If the diagnosis of PAOD has now been made, a suitable therapy is created depending on the findings. The basic therapy includes walking training and the administration of platelet aggregation inhibitors (e.g. ThromboAss), which reduce the risk of vascular occlusion. In principle, interventional radiological procedures are available in which constrictions are expanded or short closures are reopened and provided with a stent, and surgical rehabilitation. Here the vessels are opened and the calcified plaques are removed (thrombendarterectomy) or a bypass is created - a bypass. There are limits to both techniques and an individual decision is made as to which method is best used. If neither interventional nor surgical rehabilitation is possible, drug therapy with prostanoids (prostavasin) is available. This medication has a vasodilator effect with modest success, which is why it is only used as the second choice.

Leg exercises for arterial circulatory disorders

Varicose veins (varices) are pathologically dilated veins with non-functional venous valves. In addition to the aesthetic impairment, unspecific complaints such as heaviness, swelling, pain and nocturnal calf cramps in the legs can occur. Complications such as varicophlebitis, i.e. inflammation of the veins and chronic venous congestion syndrome with skin changes and ulcers, can occur.

The presence of varices can usually be seen after a physical examination, but should be confirmed with further diagnostic measures such as duplex sonography and venography in order to be able to plan the therapeutic strategies. A prerequisite for varicose vein therapy is an open deep leg vein system.

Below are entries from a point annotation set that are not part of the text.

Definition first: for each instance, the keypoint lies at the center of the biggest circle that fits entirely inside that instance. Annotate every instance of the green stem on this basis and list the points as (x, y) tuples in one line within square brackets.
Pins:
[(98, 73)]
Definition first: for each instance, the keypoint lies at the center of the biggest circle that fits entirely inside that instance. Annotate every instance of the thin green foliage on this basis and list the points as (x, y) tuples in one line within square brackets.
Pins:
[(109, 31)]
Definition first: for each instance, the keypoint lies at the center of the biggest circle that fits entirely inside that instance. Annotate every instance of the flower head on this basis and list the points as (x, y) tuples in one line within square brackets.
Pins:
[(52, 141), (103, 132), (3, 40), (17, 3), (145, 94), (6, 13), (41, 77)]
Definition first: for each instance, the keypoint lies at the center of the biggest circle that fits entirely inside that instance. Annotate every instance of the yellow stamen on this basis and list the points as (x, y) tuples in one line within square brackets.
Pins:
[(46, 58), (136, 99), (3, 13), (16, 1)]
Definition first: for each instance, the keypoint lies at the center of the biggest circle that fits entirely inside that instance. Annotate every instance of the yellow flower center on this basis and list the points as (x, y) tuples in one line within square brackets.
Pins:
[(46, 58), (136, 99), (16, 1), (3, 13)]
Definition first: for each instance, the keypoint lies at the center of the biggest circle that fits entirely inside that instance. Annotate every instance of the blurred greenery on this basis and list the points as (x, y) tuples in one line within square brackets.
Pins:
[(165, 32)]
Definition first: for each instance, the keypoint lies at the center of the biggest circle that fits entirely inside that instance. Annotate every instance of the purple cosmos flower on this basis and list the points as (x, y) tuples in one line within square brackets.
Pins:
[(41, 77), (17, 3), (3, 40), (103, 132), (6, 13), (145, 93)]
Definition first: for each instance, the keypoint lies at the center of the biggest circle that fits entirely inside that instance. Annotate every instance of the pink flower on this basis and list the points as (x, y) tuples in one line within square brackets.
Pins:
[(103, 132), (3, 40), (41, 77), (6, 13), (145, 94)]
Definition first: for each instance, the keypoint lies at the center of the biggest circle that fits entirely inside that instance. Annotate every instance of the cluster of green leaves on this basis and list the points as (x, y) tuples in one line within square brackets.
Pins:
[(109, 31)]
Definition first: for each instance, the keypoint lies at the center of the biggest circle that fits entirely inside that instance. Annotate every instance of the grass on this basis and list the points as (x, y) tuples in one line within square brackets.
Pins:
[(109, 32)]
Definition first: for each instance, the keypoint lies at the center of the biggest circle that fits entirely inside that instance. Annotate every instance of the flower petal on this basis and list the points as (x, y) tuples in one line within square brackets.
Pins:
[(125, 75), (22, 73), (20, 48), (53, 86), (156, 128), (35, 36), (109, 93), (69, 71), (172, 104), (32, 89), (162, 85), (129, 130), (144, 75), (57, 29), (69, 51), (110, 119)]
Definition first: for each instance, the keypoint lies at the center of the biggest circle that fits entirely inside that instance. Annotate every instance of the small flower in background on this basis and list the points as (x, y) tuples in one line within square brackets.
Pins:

For the treatment of varicose veins, both conservative and surgical measures are available, which can be discussed and planned individually with the patient. As a conservative therapy, treatment with support stockings and medication are available, which are intended to improve the flow in the blood vessel. Surgical therapy includes interventions such as classic variceal surgery, minimally invasive surgery, laser surgery, foam sclerotherapy and endoscopic subfascial perforation ligature.

Chronic venous insufficiency

Chronic venous insufficiency (CVI) is caused by microcirculation disorders in the deep venous system. The typical symptoms are leg edema and skin changes such as pigment shifts, indurations and ulcers on the lower extremities. The therapy consists of consistent compression therapy with support stockings, gymnastics and the implementation of thrombosis prophylaxis with heparin or oral analogues such as Marcoumar, Eliquis, Xarelato, Pradaxa, etc. in risk situations.